The Ecosystem of Data Jobs – Making sense of the Data Job Market

The landscape of jobs related to data has been thriving for the past years. The dynamics of innovation have driven the fragmentation and specialization in the data science job industry. Like a healthy jungle, its lushness and fertility come from the interaction of different organisms that grow without rigidity, taking advantage of their interconnectedness and creating networks of cooperation.

While this flexibility has proven – and still is – very productive, the data science job market is mature enough to give clarity about the definitions, required skills, and job descriptions of different data jobs. This clarity is necessary to harmonize the expectations of both data job candidates and their employers. Navigating this jungle is not easy since terms like “Data Science” have come to refer to virtually any quantitative job. However, our experience in understanding what employers need and finding the right mix of skills in candidates gives us the domain knowledge necessary to guide you.

Because we want to dive deep into the topic, we created this as a two-part series (you are now reading part 1). The journey begins with an exploration of the causes of the booming of the data field. Then, we focus on exploring the fragmentation of the data science landscape into different profiles:

In the second part, we zoom into one particular data job profile: the “Data Scientist”. We dive into a deep definition of Data Science and explore the different job profiles it has evolved into. The advances and success in this field have encouraged specialization into new job titles such as Deep-Learning Engineer, Natural Language Processing (NLP) Engineer and Computer Vision Engineers.

If you are ready to take the leap into the data job industry, here you can find our available positions.

Data jobs – What has driven their explosion?

The possibility to apply models to derive information from data has been tied, from the very beginning, with the development of computers. As a historical anecdote, the first general computer, the ENIAC (Electronic Numerical Integrator and Computer) – or “Giant Brain” as was later called by the press – was developed in the heat of WWII. President Roosevelt ordered the creation of the Manhattan Project. The race to develop the first atomic bomb was on and some of the greatest minds of the time were on board – Robert Oppenheimer, John von Neumann, Enrico Fermi, to name just a few -.The scientist struggled with the necessary calculations to predict the complex reactions that the bomb would have. What if these chain reactions were not analytically calculated, but instead simulated by describing their probabilistic distributions? But the calculations that were needed were impossible for humans. This newly unveiled Giant Brain needed only 30 seconds for what took a human 20 hours to calculate. The first real application of Monte Carlo Methods was tested and applied in the very first general computer ever developed. This opened a new chapter in history.

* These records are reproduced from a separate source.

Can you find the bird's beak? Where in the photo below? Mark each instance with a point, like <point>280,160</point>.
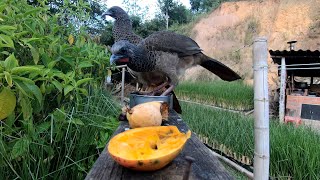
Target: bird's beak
<point>118,58</point>
<point>106,14</point>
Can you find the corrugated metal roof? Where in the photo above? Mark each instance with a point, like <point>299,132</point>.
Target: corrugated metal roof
<point>299,57</point>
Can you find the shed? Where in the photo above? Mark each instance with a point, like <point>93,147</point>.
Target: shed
<point>299,99</point>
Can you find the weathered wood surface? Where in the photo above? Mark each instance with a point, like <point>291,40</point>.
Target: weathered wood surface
<point>206,165</point>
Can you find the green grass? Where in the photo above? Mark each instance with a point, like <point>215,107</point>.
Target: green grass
<point>295,151</point>
<point>63,145</point>
<point>230,95</point>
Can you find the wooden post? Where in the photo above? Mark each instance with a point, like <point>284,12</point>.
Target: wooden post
<point>122,85</point>
<point>261,110</point>
<point>283,78</point>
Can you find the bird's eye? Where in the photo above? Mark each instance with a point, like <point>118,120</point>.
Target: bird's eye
<point>123,51</point>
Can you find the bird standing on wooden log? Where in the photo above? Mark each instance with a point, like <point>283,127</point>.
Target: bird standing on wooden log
<point>169,54</point>
<point>122,30</point>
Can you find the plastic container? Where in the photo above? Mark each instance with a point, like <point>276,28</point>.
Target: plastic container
<point>136,99</point>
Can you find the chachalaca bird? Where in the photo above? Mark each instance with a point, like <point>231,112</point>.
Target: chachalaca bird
<point>168,54</point>
<point>122,30</point>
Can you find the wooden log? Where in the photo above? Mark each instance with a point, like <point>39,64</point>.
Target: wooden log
<point>205,166</point>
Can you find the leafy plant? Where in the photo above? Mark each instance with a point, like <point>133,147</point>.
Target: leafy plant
<point>60,122</point>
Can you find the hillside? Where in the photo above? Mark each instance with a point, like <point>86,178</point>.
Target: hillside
<point>228,32</point>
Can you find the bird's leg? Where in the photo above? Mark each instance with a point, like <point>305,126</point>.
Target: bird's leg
<point>168,90</point>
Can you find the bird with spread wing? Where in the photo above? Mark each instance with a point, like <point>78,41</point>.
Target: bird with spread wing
<point>122,30</point>
<point>168,54</point>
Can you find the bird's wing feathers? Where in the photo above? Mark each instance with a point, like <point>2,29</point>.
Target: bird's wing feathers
<point>171,42</point>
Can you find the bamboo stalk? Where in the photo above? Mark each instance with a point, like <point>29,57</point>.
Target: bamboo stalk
<point>234,165</point>
<point>261,110</point>
<point>283,78</point>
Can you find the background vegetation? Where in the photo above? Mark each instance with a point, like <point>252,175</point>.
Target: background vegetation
<point>50,61</point>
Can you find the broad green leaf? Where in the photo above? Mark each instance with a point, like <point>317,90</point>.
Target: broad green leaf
<point>5,28</point>
<point>43,88</point>
<point>26,107</point>
<point>52,64</point>
<point>83,91</point>
<point>85,64</point>
<point>23,89</point>
<point>20,147</point>
<point>28,69</point>
<point>35,90</point>
<point>43,127</point>
<point>34,53</point>
<point>10,62</point>
<point>58,85</point>
<point>67,89</point>
<point>23,79</point>
<point>6,40</point>
<point>81,81</point>
<point>8,78</point>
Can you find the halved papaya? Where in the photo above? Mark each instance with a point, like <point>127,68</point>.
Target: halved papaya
<point>147,148</point>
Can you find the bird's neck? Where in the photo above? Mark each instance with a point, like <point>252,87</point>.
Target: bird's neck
<point>141,61</point>
<point>122,28</point>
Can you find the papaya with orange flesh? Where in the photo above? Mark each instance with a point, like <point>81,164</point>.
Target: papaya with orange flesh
<point>147,148</point>
<point>147,114</point>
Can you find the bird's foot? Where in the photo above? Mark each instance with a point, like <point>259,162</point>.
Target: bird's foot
<point>166,92</point>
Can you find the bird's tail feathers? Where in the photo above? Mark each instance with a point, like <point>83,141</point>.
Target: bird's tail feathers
<point>219,69</point>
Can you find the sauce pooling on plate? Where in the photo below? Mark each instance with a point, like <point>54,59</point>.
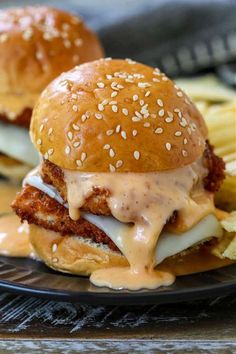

Here a very interesting recount about thebeginning of Monte Carlo Methods and the role of ENIAC during the intense timesof the Manhattan Project.

Since the 90s, computers entered a new stage of development marked by democratization and massification. Without this expansion, growth in data jobs would have been impossible. To give you an idea, the World Bank estimates that by the end of 2018, almost half the global population (49.7%) had access to the internet. In line with proportions of the developed countries, in the United States 87% had access to internet by this time.

Computer’s computing power has been doubling every two years for the past decades – phenomenon predicted by Moore in the sixties -. Technological innovation, together with the development of data analyzing capabilities, has been linked to this progress. However, we are reaching the size limits that transistors can have. Does this mean stagnation? A new possible source of immense growth in computer power appears in the horizon. Just recently, a history changing announcement was made: Google has achieved “quantum supremacy”. This means that for the very first time, a quantum computer was able to make accurate calculations faster than the most advanced normal computer in the world. The new prediction about how fast computing power is expected to grow with quantum computers is a double exponential rate: Nevens Law.

When quantum computing achieves an analogous state of democratization – meaning that industries and population in general have access to this technology – the landscape of data jobs will be revolutionized. For the data job industry, this means that old systems will be rendered useless. New solutions will be needed very urgently. With this type of power, Data Scientists will be able to expand their boundaries and implement new models, now impossible due to constraints in calculation capabilities.

One more factor has played a key role for the blooming of data jobs. The digitalization of our lives has brought a dramatic increase in data, the valued raw material of any successful model. Not only has the amount of data increased, but its diversity and specificity. The most exciting innovations in the data jobs industry come from exploiting data in the form of text, images, audio and video. This was unthinkable some years ago.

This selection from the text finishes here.